Je suis marié, j’ai 3 enfants. Je suis actuellement dépanneur hydraulicien. A part le rallye je suis passionné de photographie et je réalise de temps en temps des miniatures
Peux-tu nous raconter comment tu as attrapé le virus du sport automobile ? Y at-il un moment précis qui t’a marqué ??

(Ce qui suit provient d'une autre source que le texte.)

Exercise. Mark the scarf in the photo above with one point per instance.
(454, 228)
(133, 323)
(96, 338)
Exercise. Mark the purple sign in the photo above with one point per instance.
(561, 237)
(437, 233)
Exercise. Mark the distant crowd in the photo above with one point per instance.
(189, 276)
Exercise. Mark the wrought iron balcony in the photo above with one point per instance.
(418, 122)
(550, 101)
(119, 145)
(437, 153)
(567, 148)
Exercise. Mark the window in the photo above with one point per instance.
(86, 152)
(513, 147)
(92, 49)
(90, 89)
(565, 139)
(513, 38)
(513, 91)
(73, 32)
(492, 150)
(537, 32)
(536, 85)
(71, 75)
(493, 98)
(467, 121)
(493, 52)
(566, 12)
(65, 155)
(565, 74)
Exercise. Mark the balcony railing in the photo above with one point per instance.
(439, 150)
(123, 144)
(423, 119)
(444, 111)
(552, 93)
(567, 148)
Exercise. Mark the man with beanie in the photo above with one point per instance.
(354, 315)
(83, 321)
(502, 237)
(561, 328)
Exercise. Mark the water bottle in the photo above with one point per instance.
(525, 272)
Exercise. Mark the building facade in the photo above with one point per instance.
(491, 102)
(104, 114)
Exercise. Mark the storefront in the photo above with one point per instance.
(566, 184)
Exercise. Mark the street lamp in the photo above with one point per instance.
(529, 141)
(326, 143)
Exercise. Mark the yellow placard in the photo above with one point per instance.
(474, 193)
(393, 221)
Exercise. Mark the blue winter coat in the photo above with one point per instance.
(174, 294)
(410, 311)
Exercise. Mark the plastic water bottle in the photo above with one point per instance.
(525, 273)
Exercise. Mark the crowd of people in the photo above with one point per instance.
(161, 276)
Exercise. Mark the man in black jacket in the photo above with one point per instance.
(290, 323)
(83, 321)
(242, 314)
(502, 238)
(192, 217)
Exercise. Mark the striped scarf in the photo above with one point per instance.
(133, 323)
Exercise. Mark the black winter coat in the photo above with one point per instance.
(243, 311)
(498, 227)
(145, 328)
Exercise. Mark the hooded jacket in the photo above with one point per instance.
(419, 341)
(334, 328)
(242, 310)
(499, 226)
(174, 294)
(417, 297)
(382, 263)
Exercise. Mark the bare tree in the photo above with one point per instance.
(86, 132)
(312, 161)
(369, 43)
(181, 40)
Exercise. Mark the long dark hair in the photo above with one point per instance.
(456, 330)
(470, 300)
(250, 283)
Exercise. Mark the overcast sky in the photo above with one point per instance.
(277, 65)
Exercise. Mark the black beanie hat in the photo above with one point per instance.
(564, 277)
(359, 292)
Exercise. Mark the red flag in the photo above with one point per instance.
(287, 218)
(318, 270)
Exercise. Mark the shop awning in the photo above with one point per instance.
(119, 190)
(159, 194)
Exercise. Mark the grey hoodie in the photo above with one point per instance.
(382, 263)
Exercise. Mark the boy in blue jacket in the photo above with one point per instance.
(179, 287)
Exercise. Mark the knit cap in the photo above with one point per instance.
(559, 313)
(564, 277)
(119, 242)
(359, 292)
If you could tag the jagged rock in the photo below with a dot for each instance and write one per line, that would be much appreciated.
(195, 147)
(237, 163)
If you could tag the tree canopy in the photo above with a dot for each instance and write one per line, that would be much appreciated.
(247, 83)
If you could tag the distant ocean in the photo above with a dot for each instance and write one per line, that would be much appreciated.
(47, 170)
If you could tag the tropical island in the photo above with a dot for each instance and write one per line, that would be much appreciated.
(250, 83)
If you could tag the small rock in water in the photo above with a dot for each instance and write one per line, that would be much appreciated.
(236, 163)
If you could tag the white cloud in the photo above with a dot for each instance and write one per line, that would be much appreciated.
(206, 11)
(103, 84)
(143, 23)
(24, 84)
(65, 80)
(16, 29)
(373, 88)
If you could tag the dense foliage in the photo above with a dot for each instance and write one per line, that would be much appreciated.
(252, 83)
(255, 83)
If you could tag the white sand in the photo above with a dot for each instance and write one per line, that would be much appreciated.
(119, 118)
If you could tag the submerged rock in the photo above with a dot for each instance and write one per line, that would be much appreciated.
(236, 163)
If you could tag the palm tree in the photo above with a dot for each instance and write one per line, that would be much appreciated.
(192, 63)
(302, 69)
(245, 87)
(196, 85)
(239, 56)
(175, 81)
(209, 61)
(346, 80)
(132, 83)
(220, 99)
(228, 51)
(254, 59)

Mon 1er rallye en spectateur était le rallye Cédico 1993, j’avais 10ans. J’y accompagnais mon père. Durant quelques années, j’ai principalement été voir le rallye d’Ypres. Mais la vraie passion est surtout venue de ma rencontre avec Laurent Gracial au Lycée en 1997. Nous avons arpenté les spéciales de tous les rallyes où nous pouvions nous rendre, jusqu’à débuter la compétition ensemble au rallye de la Lys 2004.
Chaque épreuve est une aventure unique. Quel a été ton plus grand frisson en course ?

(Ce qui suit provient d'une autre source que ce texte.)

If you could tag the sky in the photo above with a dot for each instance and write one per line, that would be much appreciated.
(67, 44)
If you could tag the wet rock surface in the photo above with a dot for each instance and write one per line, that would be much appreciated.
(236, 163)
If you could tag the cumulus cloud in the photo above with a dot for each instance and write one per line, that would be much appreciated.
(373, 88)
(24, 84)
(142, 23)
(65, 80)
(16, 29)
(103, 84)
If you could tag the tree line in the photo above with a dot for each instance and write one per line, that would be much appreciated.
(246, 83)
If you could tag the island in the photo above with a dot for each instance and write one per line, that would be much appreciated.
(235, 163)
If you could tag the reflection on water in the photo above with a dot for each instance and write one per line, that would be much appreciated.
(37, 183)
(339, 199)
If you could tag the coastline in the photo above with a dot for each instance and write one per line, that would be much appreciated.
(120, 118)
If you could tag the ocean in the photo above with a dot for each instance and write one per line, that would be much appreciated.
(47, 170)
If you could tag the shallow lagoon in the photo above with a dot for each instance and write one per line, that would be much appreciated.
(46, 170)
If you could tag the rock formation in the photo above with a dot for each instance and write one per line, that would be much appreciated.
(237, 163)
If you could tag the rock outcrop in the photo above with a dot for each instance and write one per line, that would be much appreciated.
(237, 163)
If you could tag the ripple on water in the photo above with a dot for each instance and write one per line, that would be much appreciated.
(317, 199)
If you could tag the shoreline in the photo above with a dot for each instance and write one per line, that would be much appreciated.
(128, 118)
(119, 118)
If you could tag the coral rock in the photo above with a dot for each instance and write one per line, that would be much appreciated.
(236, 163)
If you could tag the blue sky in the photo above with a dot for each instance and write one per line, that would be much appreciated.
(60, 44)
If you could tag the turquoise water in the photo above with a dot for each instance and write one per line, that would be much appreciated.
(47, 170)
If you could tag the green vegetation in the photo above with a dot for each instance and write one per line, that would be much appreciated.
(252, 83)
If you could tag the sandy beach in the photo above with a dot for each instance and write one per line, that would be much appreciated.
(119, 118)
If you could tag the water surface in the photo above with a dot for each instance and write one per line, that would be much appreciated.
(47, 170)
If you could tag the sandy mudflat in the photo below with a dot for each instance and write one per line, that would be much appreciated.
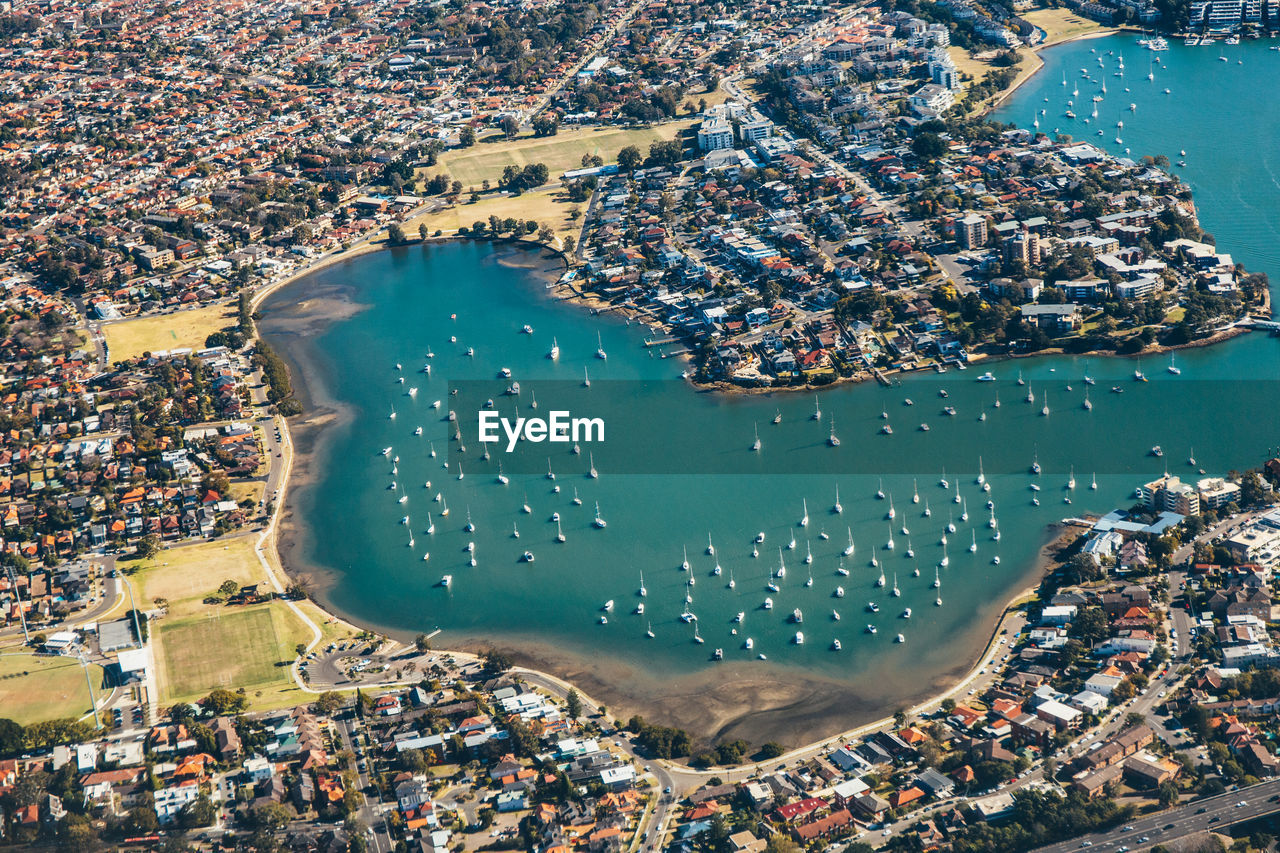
(754, 701)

Les plus grands frissons négatifs, c’est forcément les sorties de routes surtout une que j’ai vu venir suite à la perte de frein. Du côté des grands frissons positifs, c’est les passages un peu « chaud », quand tu as l’impression que tu as fait de ton mieux
Parle-nous de ta voiture : qu’est-ce qui la rend spéciale à tes yeux ?
Actuellement, je roule sur une saxo vts N2. Suite à la perte des freins, j’ai dû changé la caisse et j’ai tout reconstruit moi-même. C’est un peu mon « bébé » et j’en suis assez fier. La voiture est fiable (0 abandon) et relativement peu couteuse
Dans le cockpit, c’est une vraie guerre des nerfs. Comment gères-tu la pression et les imprévus en spéciale ?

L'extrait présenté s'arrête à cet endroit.